Hey everyone!
This is
my very first post from my new dorm room in New York City! This is also my very
first post that isn’t premeditated in any way. I have just been going through
something that I wanted to share with my amazing readers to hear if you guys
have any advice for me or any relatable stories because I’m feeling a little
alone here.
Warning:
I’m probably going to end up being brutally honest and open here, which means I’m
putting myself out there on the internet and am going to be in a vulnerable position,
so please, only positive comments and feedback are encouraged. If you have
nothing nice to say, please let this be a time when you don’t say anything at
all. So for the past few years, I’ve been struggling with depression. It
started right around my senior year of high school, but the worst it ever got
was last year while I was going to school in Connecticut. Everyone says
depression in college is sooooo common and I understand that, but I only went
to school for one semester and I came home every weekend, so it wasn’t homesickness.
I also thought it was my lack of motivation toward the theater program at the
school where I was bored all the time, but it was really more my anxiety that
was driving me crazy. During the day I’d be fine, but at night I would miss my
family (even though I saw them every weekend), I was having scary thoughts
about death and the meaning of life and God and my religion, to the point where
I would have panic attacks almost nightly after my roommate fell asleep. I have
always struggled with anxiety, but never social anxiety or anything like that.

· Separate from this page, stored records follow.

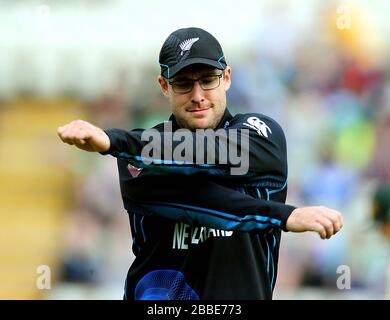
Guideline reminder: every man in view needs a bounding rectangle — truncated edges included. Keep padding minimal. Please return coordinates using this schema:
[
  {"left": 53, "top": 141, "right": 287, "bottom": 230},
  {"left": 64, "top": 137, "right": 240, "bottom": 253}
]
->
[
  {"left": 372, "top": 182, "right": 390, "bottom": 299},
  {"left": 58, "top": 28, "right": 342, "bottom": 299}
]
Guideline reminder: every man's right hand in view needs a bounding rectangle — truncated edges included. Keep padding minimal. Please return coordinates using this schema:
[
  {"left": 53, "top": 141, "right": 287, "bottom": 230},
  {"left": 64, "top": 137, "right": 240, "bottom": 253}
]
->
[
  {"left": 57, "top": 120, "right": 110, "bottom": 152},
  {"left": 286, "top": 206, "right": 343, "bottom": 239}
]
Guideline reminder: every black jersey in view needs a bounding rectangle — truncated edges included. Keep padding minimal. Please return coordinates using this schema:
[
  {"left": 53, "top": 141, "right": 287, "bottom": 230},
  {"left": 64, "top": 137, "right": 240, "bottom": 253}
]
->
[{"left": 104, "top": 110, "right": 295, "bottom": 300}]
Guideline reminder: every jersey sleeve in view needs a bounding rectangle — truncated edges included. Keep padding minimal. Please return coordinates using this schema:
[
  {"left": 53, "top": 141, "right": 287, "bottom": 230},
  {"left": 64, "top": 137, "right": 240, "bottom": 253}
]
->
[{"left": 102, "top": 113, "right": 287, "bottom": 180}]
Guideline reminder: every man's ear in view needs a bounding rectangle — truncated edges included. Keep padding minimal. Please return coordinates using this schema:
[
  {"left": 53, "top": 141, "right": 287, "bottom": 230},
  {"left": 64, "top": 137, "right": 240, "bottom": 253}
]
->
[{"left": 157, "top": 76, "right": 169, "bottom": 97}]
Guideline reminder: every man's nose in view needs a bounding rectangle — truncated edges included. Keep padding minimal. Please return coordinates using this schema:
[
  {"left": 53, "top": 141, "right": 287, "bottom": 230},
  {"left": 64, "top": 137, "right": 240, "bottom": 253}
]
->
[{"left": 191, "top": 81, "right": 204, "bottom": 103}]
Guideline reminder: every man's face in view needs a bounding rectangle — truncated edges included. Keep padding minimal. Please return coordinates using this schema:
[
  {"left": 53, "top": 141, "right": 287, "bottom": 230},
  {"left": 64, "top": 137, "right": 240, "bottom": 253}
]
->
[{"left": 158, "top": 64, "right": 231, "bottom": 130}]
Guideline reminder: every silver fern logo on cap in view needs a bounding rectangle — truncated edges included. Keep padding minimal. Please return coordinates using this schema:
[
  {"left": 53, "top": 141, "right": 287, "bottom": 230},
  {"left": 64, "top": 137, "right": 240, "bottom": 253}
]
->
[{"left": 179, "top": 38, "right": 199, "bottom": 56}]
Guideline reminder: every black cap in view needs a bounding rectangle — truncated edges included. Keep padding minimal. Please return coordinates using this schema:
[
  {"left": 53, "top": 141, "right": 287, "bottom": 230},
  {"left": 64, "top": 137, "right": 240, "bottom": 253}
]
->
[{"left": 159, "top": 28, "right": 226, "bottom": 79}]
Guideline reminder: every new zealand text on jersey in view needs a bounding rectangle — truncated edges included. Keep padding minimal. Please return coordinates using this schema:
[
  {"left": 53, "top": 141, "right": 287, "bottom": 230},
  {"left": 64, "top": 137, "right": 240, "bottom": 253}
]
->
[{"left": 172, "top": 222, "right": 233, "bottom": 250}]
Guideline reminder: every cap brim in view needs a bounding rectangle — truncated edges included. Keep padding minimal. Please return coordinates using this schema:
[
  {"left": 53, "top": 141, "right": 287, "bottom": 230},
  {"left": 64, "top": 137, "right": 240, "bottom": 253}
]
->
[{"left": 162, "top": 58, "right": 226, "bottom": 79}]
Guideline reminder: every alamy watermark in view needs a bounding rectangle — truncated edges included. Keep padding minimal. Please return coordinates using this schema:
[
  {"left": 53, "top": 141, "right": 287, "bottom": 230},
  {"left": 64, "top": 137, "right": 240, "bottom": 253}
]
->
[{"left": 141, "top": 121, "right": 249, "bottom": 175}]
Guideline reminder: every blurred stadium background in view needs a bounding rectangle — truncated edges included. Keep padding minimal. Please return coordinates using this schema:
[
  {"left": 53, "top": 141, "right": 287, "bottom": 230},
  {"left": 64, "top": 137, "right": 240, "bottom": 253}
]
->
[{"left": 0, "top": 0, "right": 390, "bottom": 299}]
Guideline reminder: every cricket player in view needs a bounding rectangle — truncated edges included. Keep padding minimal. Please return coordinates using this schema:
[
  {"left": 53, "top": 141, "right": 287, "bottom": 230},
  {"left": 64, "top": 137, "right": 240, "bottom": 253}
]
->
[{"left": 58, "top": 27, "right": 343, "bottom": 300}]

I love being around a lot of people and speaking in front of people. My anxiety
always stems from my own thoughts that I try so hard to push out of my head but
just can’t. It got to a point where I obviously dreaded going to sleep, so I
ended up staying up super late and eventually starting sleeping all day through
several classes at a time. I still passed with a 3.9 GPA just because I was so
bored, but it was still a problem.
Over
winter break, I decided to take a semester off because I felt like I was
wasting time while making my mental state a mess. So, during my semester home,
the anxiety part got better, but the depression got worse because I was
constantly mad at things that were beyond control, like my parents’ actions as
well as their divorce and things like that. I continued auditioning for schools
with a feeling of “I can’t wait to get away from my parents so I can stop being
angry.” I started cutting myself to release some of my constant frustration,
but that was only a temporary fix until the next urge. I stopped that within three
months because I realized how irrational it was. I still got urges, but I haven’t
acted on them since. When I got into Tisch, I was nothing but excited. Then,
the night before I left for move in, I had a minor panic attack. However, I
didn’t even cry when my mom, dad and sister left from moving me into the city.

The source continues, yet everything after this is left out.